The Stromer outcome evidence comes from a structured methodology designed and run by Creative Navy across three rounds. The source material describes repeated real-route testing with matched routes, bikes, and logging protocol, but does not describe the study as independent.
The documented examples support the failure patterns described on this page. They do not establish that every warning problem in every operational domain has the same cause or requires the same design response.
- A warning that is visible but cannot be acted on under actual use conditions does not address the operational risk it signals.
- Under IEC 62366-1, a warning that cannot be acted on under use conditions is classified as a use-related hazard.
- Format failure occurs when warning comprehension depends on reading in contexts where only rapid recognition is available.

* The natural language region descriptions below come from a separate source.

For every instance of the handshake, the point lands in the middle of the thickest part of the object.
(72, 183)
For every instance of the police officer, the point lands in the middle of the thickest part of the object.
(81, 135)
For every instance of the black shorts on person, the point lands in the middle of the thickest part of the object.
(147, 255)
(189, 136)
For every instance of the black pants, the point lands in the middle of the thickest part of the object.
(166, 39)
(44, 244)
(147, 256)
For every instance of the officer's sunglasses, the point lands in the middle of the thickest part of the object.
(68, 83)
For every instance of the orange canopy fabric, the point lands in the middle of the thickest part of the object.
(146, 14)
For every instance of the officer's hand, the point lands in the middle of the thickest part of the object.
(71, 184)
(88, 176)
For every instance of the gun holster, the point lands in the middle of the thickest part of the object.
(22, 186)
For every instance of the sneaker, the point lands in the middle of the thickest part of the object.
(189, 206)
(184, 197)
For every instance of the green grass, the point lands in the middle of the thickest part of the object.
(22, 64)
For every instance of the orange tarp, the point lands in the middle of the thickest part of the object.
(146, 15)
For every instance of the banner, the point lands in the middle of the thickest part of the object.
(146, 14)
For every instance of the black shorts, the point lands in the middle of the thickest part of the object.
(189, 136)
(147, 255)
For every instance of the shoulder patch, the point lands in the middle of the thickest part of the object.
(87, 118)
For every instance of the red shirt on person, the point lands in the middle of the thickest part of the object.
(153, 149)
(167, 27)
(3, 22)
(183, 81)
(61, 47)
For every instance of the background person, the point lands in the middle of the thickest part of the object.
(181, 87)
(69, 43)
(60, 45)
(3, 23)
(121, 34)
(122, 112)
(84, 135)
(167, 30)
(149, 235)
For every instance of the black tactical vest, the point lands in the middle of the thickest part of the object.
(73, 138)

- Timing failure occurs when a warning appears at a point where responding would disrupt the primary workflow and create a second hazard.
- Gradient failure occurs when warnings have equal visual weight and operators must manually distinguish critical urgency from advisory state.
- Architecture failure occurs when warnings are layered onto a fixed screen architecture instead of being governed by structural rules.
- In the Gexcon engagement, configuration errors reduced from 5–8 per simulation to 1–2 per simulation and corrective load reduced from 4–6 hours to approximately 20 minutes.
- In the Stromer engagement, warnings accounted for approximately 30% of issues requiring user intervention before redesign and did not appear on the issues list after redesign or in a repeat test two years later.
- In the deSoutter Medical / Zethon engagement, eight surgeons reported that device state could be verified through brief glances without reading after the warning redesign.
- The deSoutter Medical / Zethon evidence is surgeon-reported from formative design review sessions, not post-deployment operational measurement.
- Creative Navy's role in the deSoutter Medical / Zethon engagement was formative evaluation; summative validation is the manufacturer's responsibility via the regulatory submission.
- The Gexcon outcome figures are reported as measured by Gexcon across real deployment locations; the source does not describe an independent study.
- The Stromer testing was designed and run by Creative Navy; the source does not describe it as independent third-party testing.
- The documented examples support the described failure modes but do not establish universal causality across all warning systems or operational domains.